Can You Find the Philae Lander Hiding on the Surface of a Comet?
Being lost in space is usually a permanent condition. That is, unless you’re the European Space Agency’s Philae lander, a critical component of the comet-chasing Rosetta mission. Philae has been missing since its unexpectedly bumpy touchdown on comet 67P/Churyumov-Gerasimenko in November 2014, but on September 5th, scientists finally found what they were looking for.
In a photo taken by Philae’s mothership, the Rosetta orbiter, you can see the probe wedged in a crevasse, its landing legs sticking up in the air like an overturned beetle’s. Well, if you squint, anyway. Philae’s one-meter body is pretty hard to spot. In fact, scientists were only able to resolve the image of pint-sized Philae because Rosetta’s decaying orbit brought it just 2.7 kilometers from the comet’s surface. In less than a month, Rosetta will end its 12-year mission with a crash landing of its own, and cease all communications with Earth. So finding Philae now, just before the fade to black, is a great piece of luck—for Philae’s fans, and for near-Earth asteroid science.

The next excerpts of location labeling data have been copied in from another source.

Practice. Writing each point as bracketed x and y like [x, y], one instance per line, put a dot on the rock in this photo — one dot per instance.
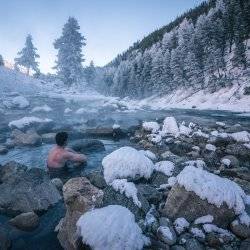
[30, 138]
[111, 197]
[25, 221]
[87, 145]
[166, 234]
[245, 244]
[80, 196]
[240, 230]
[48, 138]
[234, 162]
[193, 244]
[152, 195]
[158, 178]
[58, 183]
[25, 190]
[5, 242]
[96, 178]
[239, 150]
[3, 150]
[182, 203]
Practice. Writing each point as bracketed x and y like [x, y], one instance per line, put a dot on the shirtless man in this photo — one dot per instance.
[59, 155]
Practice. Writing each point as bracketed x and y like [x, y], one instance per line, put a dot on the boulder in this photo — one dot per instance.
[30, 138]
[25, 221]
[182, 203]
[87, 145]
[25, 190]
[111, 197]
[80, 196]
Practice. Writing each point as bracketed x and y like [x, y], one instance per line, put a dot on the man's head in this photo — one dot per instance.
[61, 139]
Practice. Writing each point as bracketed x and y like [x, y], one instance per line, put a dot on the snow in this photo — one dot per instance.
[215, 189]
[44, 108]
[127, 188]
[244, 219]
[149, 154]
[151, 126]
[242, 136]
[197, 232]
[204, 219]
[112, 227]
[26, 121]
[170, 126]
[126, 162]
[209, 228]
[210, 147]
[226, 162]
[181, 224]
[165, 167]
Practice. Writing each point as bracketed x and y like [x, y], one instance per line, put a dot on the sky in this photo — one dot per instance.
[110, 26]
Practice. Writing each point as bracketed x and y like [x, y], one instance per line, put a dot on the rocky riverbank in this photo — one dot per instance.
[182, 186]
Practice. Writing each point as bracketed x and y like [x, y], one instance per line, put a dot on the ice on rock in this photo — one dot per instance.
[210, 147]
[44, 108]
[27, 120]
[170, 126]
[242, 136]
[127, 188]
[197, 232]
[204, 219]
[112, 227]
[165, 167]
[126, 162]
[149, 154]
[151, 126]
[181, 224]
[216, 190]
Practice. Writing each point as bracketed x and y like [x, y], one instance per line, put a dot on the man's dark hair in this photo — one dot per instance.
[61, 138]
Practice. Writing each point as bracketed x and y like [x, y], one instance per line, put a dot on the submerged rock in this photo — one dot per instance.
[25, 190]
[80, 196]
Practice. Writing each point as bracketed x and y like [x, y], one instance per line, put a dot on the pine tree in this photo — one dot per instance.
[70, 57]
[1, 61]
[27, 56]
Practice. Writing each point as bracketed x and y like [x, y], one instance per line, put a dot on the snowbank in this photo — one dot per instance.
[215, 189]
[127, 188]
[26, 121]
[151, 126]
[112, 227]
[126, 162]
[165, 167]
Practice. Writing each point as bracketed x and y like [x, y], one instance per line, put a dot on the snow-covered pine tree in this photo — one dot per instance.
[69, 58]
[27, 56]
[1, 61]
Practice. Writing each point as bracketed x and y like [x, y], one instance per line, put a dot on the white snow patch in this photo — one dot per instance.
[127, 188]
[151, 126]
[215, 189]
[26, 121]
[181, 224]
[165, 167]
[112, 227]
[204, 219]
[126, 162]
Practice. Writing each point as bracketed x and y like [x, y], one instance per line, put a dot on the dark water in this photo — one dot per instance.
[95, 113]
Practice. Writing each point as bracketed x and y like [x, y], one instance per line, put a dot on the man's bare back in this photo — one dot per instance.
[59, 155]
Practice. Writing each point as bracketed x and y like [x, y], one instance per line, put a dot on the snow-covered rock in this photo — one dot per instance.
[170, 126]
[27, 121]
[44, 108]
[165, 167]
[127, 188]
[151, 126]
[126, 162]
[112, 227]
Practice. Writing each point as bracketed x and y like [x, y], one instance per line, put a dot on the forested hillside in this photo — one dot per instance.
[205, 48]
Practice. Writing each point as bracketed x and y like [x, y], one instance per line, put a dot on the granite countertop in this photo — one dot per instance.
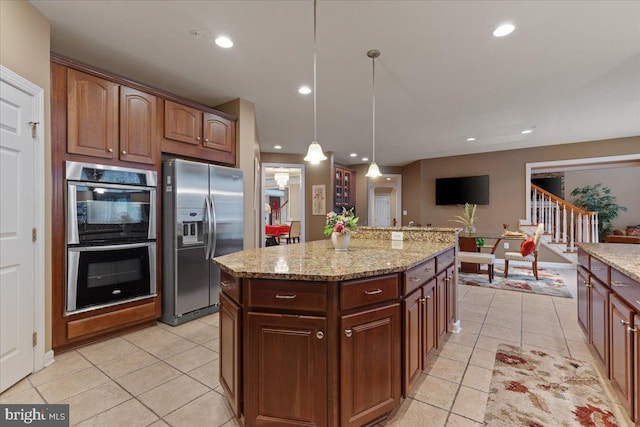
[318, 261]
[623, 257]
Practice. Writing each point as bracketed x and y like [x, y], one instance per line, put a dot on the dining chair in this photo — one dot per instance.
[532, 257]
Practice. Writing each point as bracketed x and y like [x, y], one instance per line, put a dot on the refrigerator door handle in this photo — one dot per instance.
[206, 225]
[214, 220]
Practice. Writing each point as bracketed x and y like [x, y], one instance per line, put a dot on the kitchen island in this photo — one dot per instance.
[315, 337]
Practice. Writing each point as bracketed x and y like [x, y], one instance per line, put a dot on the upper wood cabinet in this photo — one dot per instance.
[344, 187]
[100, 126]
[195, 133]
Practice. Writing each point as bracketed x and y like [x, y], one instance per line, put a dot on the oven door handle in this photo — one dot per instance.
[206, 225]
[214, 235]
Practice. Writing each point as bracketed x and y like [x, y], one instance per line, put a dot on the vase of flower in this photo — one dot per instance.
[339, 227]
[340, 241]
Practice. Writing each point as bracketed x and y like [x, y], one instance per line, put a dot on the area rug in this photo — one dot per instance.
[520, 279]
[534, 389]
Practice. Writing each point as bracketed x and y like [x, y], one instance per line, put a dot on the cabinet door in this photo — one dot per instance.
[622, 351]
[231, 352]
[92, 115]
[441, 307]
[599, 318]
[286, 381]
[583, 288]
[413, 331]
[182, 123]
[430, 321]
[451, 298]
[369, 365]
[138, 142]
[219, 133]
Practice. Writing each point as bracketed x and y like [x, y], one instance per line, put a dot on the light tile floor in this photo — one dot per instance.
[167, 375]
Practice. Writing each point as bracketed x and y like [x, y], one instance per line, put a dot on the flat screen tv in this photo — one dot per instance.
[461, 190]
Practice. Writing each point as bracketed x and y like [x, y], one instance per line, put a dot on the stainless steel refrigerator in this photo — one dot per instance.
[202, 217]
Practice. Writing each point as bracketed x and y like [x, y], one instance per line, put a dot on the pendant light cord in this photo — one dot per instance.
[315, 114]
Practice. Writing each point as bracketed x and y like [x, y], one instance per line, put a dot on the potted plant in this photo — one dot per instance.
[339, 226]
[468, 218]
[596, 198]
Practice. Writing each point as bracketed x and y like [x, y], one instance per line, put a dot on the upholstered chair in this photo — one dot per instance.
[531, 258]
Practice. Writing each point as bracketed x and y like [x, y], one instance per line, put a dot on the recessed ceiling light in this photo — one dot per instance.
[504, 30]
[224, 42]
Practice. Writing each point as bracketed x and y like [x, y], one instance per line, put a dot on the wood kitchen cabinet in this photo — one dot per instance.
[344, 188]
[622, 352]
[370, 364]
[287, 365]
[195, 133]
[110, 121]
[231, 351]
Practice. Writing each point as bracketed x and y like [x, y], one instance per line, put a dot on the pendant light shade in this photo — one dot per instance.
[374, 170]
[314, 153]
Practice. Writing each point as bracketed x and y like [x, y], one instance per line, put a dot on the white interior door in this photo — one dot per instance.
[17, 220]
[382, 211]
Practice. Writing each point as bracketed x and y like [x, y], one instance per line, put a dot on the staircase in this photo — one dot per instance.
[564, 223]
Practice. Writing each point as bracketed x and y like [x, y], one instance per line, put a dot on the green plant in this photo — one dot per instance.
[344, 222]
[596, 198]
[468, 217]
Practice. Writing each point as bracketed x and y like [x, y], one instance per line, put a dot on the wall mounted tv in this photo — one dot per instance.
[461, 190]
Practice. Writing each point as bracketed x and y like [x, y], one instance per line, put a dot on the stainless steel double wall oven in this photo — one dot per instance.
[111, 235]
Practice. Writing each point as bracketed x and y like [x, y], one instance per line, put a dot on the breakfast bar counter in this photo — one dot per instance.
[313, 336]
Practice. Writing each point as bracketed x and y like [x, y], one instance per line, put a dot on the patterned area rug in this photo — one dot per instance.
[533, 388]
[520, 279]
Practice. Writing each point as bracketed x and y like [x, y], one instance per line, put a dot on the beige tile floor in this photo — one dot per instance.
[169, 375]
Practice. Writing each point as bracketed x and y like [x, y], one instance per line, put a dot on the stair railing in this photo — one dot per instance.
[566, 222]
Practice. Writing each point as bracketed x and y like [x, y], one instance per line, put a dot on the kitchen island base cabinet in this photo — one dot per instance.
[370, 365]
[286, 360]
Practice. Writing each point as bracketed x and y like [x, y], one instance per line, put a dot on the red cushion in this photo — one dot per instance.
[527, 247]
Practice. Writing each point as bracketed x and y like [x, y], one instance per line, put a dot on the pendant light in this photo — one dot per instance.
[314, 153]
[374, 171]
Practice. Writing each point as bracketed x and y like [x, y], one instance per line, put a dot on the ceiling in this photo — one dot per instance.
[570, 70]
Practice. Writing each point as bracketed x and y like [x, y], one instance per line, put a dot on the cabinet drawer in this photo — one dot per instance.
[359, 293]
[600, 270]
[418, 276]
[627, 288]
[287, 295]
[583, 258]
[230, 286]
[444, 260]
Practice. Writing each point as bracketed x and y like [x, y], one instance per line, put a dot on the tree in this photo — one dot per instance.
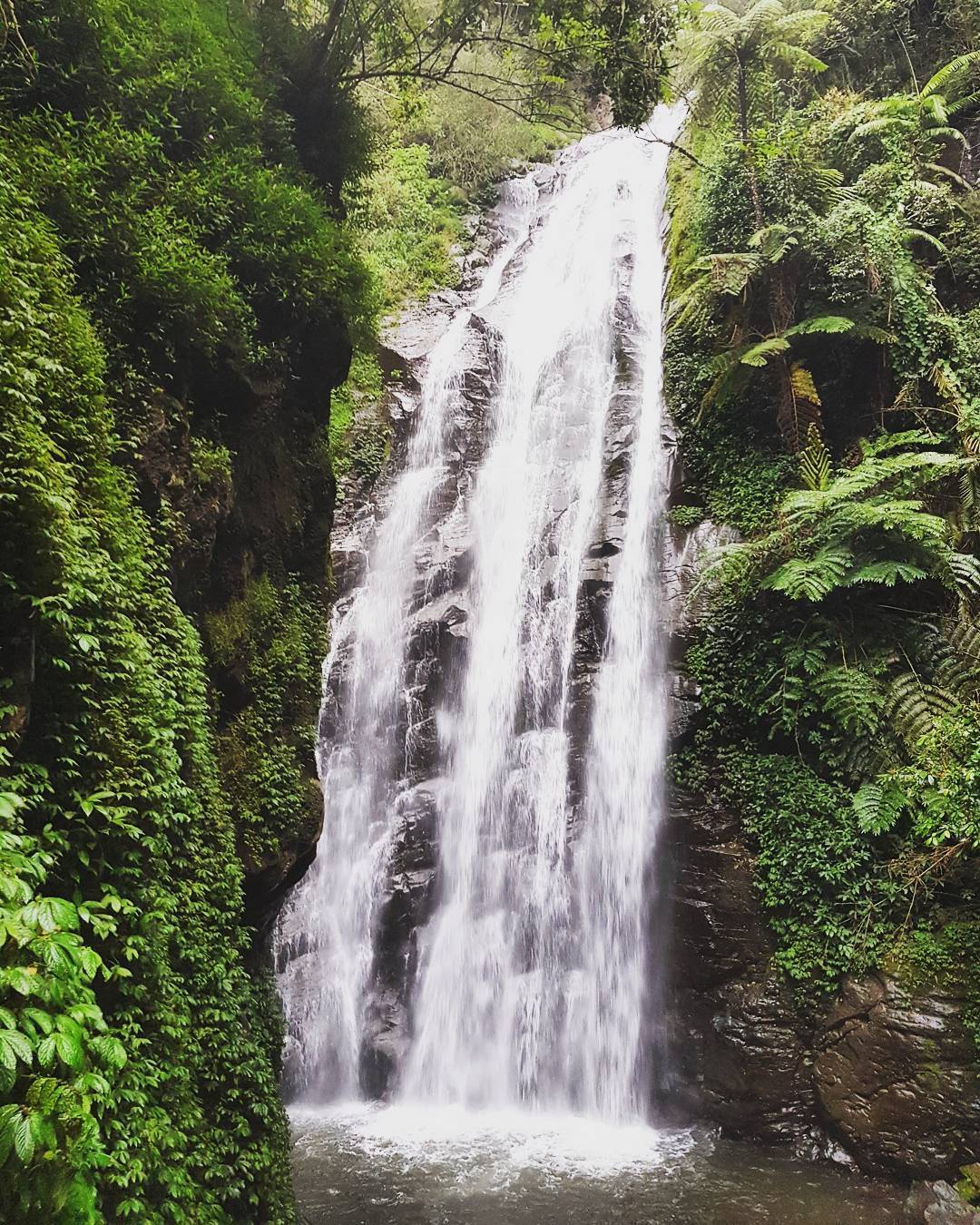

Now that scientists know Philae’s final position, they can put its impact data into context—and that could bring them closer to fielding a viable deep space mission. Mark McCaughrean, senior science advisor for ESA, calls it the comet’s “ground truth.” The ESA now knows the probe’s orientation, what materials it’s leaning against, and how much solar radiation it’s exposed to. It can also compare the specs of Philae’s location to the characteristics of the rest of the comet with much greater precision. “We were very interested in what Philae has told us about the comet’s mechanics,” says Daniel Faber, CEO of Deep Space Industries. “We now know it follows a crème brûlée model: The surface is crispy, but the interior is soft, and there’s not much to it.”
That’s exciting news. Knowing more about comet’s surface structure will allow engineers to design crafts better equipped to land on them, and hopefully avoid repeating Philae’s bumpy ride. And if landing gets easier and comets (and similarly-structured asteroids) are easily mineable, as comet 67P/Churyumov–Gerasimenko appears to be, they could act as a mobile supply stations for deep space missions. Space miners could break the ice down into hydrogen and oxygen for propellants or radiation shielding (or breathing). And they could convert comets’ rich supply of hydrocarbons into 3D-printed polymers to be used for … well, pretty much anything. That would solve some big space exploration headaches, from astronauts succumbing to radiation poisoning to exhausting fuel reserves (or fuel-purchasing funds) mid-mission.
And while Philae and Rosetta point to where humanity is headed, they’re also helping scientists piece together where it came from. “With the Earth, we’re looking at a finished cake on the counter in front of us,” says McCaughrean. “Now we’ve got to open the cupboard, see what ingredients we have, and reverse engineer it to get the right taste.” The theory goes that comets are either the Big Bang’s shrapnel, or something even older and more interstellar—in either case, they’re icy time capsules. Comets may be the origin of Earth’s water supply, and the organic materials necessary for carbon-based life—the Rosetta mission found the amino acid glycine, a building block for proteins, on comet 67P/Churyumov–Gerasimenko. The comet where Philae and Rosetta will go to die is packed with clues about life.